La police a continué à affirmer qu’Urich agissait en tant que supérieur hiérarchique de Feldstein, citant notamment un exemple où il avait ordonné au porte-parole de préparer les questions pour une conférence de presse et une liste de journalistes à contacter.

« Vous lui demandez d’organiser des points presse, de mener des enquêtes, de répondre aux journalistes ou de ne pas leur répondre. Je viens de vous présenter plusieurs exemples tirés de l’enquête qui montrent que c’est vous qui gérez les choses en réalité », a déclaré un enquêteur.

« Je ne gérais pas Eli, et je ne le poussais pas », a répondu Urich.

Lors d’un autre interrogatoire mené en février, Urich a déclaré aux enquêteurs que « chaque message destiné aux médias devait être approuvé » par le Premier ministre, et a ajouté avoir reçu « un certain nombre » de documents de Feldstein qui devaient être validés par Netanyahu.

« Compte tenu des preuves, la question se pose : qui approuve les questions relatives aux médias au sein du bureau du Premier ministre ? Est-ce Feldstein lui-même ou Urich, sur ordre du Premier ministre ? », a demandé Me Savoray au tribunal dimanche, selon la Treizième chaîne.

« En d’autres termes, le demandeur a-t-il communiqué directement avec le Premier ministre, ou Urich a-t-il travaillé sur les questions médiatiques en concertation avec le Premier ministre au nom de Feldstein ? », a-t-il déclaré.

En réaction aux preuves présentées lors de l’audience, les avocats d’Urich ont déclaré dans un communiqué publié par le site d’information Ynet : « Eli Feldstein a clairement indiqué à plusieurs reprises, lors de ses premiers interrogatoires, que Jonatan Urich et le Premier ministre n’avaient rien à voir avec ses actions. Il a même été soumis à un test au polygraphe par le Shin Bet, qui a conclu qu’il était une personne honnête. »

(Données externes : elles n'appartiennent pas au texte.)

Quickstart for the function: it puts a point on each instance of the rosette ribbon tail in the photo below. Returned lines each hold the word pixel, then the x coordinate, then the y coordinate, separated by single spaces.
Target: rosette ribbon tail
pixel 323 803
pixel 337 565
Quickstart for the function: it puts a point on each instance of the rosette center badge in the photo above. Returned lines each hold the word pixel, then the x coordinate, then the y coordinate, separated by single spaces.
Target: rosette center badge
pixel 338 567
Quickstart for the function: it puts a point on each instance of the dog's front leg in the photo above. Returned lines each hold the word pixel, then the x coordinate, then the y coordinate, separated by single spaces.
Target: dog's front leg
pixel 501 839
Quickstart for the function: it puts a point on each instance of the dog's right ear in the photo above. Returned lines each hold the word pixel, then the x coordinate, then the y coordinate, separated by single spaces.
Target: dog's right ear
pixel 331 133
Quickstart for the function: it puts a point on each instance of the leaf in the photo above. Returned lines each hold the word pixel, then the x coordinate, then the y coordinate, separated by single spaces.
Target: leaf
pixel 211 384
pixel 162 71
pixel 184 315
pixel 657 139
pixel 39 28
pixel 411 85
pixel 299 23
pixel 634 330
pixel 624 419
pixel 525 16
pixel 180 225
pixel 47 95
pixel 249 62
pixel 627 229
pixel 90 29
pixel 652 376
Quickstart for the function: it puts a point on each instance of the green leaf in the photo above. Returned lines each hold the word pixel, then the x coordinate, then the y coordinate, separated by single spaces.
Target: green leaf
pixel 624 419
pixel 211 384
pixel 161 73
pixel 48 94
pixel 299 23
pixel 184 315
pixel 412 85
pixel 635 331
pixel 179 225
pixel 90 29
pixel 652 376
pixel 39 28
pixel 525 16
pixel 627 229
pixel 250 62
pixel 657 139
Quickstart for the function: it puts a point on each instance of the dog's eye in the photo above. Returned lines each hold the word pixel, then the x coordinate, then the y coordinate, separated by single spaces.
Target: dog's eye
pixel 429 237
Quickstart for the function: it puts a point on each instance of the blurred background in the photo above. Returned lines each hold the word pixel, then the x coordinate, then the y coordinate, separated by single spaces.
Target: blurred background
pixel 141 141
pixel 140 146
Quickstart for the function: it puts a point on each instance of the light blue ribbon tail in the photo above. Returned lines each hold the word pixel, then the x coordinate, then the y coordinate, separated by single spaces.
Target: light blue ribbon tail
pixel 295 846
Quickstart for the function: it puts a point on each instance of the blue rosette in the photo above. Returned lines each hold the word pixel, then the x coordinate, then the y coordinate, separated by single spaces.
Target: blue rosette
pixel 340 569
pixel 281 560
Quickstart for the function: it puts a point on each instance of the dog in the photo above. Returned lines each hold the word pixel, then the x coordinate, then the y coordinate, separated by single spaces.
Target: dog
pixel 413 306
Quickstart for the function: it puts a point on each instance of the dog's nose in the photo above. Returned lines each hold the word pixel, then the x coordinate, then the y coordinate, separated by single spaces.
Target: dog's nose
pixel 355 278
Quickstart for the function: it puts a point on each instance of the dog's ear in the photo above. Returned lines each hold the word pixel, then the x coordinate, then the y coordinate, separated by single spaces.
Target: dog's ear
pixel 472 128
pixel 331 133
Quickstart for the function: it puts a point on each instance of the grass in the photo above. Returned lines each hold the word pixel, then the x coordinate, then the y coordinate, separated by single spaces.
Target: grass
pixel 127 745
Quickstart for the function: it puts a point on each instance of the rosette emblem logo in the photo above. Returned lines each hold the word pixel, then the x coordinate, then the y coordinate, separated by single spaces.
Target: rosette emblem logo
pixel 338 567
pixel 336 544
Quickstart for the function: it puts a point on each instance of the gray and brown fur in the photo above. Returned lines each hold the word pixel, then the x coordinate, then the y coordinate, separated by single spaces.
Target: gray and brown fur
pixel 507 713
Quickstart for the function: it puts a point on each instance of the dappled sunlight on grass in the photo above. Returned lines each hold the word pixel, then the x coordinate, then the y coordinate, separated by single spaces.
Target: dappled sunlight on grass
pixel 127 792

« Que chacun se demande ce qui l’a poussé à changer radicalement de version », ont-ils ajouté.

L’article citant un document que l’armée israélienne aurait trouvé sur l’ordinateur du défunt dirigeant du Hamas, Yahya Sinwar, publié par Bild le 6 septembre 2024. (Crédit : Autorisation)

Feldstein a été arrêté fin 2024, soupçonné d’avoir divulgué des informations classifiées au tabloïd allemand Bild, qui a présenté le document comme une preuve que le Hamas n’était pas intéressé par un accord sérieux de cessez-le-feu et de libération des otages avec Israël.

Il a été révélé par la suite dans les médias que la publication avait altéré le dossier de manière significative pour servir les intérêts du gouvernement Netanyahu.